There’s a really insidious and damaging myth in society that women’s bodies are unclean and that we must endlessly be at war with them, buying perfumes and creams and razors in order to wrest them into submission. Don’t get me wrong, I want you to maintain your hygiene, if only for the benefit of your desk-mates. But this is a much less complicated task than mainstream media would have you believe; if you’re washing yourself and hopefully using deodorant – on your armpits, not your vagina – you’re probably fine. By using products intended to neutralise odour, inserting soaps, or blasting water up there (AKA, douching) you’re actually much more likely to harm your body than you are to make it ‘cleaner’.

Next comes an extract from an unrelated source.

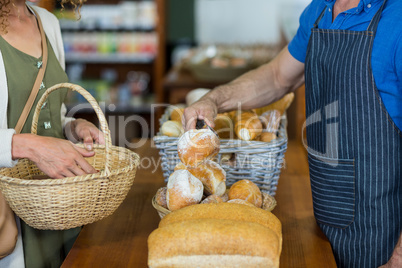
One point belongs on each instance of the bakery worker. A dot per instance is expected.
(349, 54)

If you treat your vagina like a bloody temple and remain mindful of everything you put in there, you’ll significantly reduce the risks of upsetting the pH balance or contracting any of the aforementioned infections. That means no toxic tampons, no douching, no scented perfumes, chemical-filled wipes, and, for the love of good, no food stuffs (this one goes out to the woman I saw recently tweeting about spooning yogurt into her vagina. Please don’t do this, babe. I beg you.) If something’s wrong, your vagina will let you know, but make life easier for them, yeah? All they need is a wash with warm water.
And finally, don’t feel embarrassed about going to the doctor about your discharge, period problems, or reproductive health in general. Doctors, Nurses, and Sexual Health professionals are just that – professionals. They don’t care, they won’t judge (and if they do, high-tail it outta there and get yourself a doctor who isn’t stuck in the 1950s), and trust me, they’ve seen it all.